Potassium Simulation Using HYDRUS-1D with Satellite-Derived Meteorological Data under Boro Rice Cultivation

Abstract

Potassium (K) is a critical nutrient for crops, as it is a major constituent in fertilizer formulations. With increasing concentrations of K in agricultural soil, it is necessary to understand its movement and retention in the soil. Sub-surface modeling is an alternative method to overcome the exhausting and uneconomical methods to study and determine the actual concentration of K in soil. HYDRUS-1D is considered an effective finite-element model which is suitable for sub-surface modeling. This model requires the input of ground-station meteorological (GM) data taken at a daily timestep for the simulation period.

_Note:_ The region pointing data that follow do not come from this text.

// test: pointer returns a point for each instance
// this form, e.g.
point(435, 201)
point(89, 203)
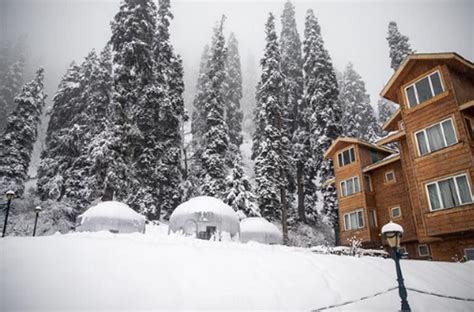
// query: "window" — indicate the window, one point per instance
point(469, 253)
point(354, 220)
point(374, 156)
point(395, 212)
point(350, 186)
point(372, 218)
point(436, 137)
point(424, 89)
point(448, 193)
point(367, 183)
point(346, 157)
point(423, 250)
point(389, 176)
point(470, 126)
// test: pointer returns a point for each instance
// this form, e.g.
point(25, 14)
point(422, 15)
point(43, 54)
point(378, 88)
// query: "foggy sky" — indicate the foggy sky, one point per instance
point(59, 31)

It can be a limiting factor in the absence of ground stations. The study compares K predictions in surface and sub-surface soil layers under Boro rice cultivation obtained with the usage of different meteorological datasets. Thus, the main hypothesis of the study was to validate that, in the absence of GM data, satellite-based meteorological data could be utilized for simulating the K concentration in soil. The two meteorological datasets that are considered in the study included the GM and satellite-derived NASA-Power (NP) meteorological datasets. The usage of a satellite meteorological product at a field scale may help in applying the method to other regions where GM data is not available. The numerical model results were validated with field experiments from four experimental fields which included varied K doses. The concentration in soil was assessed at the regular depths (0–5, 5–10, 10–15, 15–30, 30–45 and 45–60 cm), and at various stages of crop growth, from bare soil and sowing, to the tillering stages. The concentration of K was measured in the laboratory and also simulated through the optimized model. The modeled values were compared with measured values statistically using relative root mean square error (RMSER) and Nash–Sutcliffe modeling efficiency (E) for simulating K concentration in the soil for the Boro rice cropping pattern with both GM data and NP data. The model was found most suitable for the 0–30 cm depth on all days and for all treatment variations.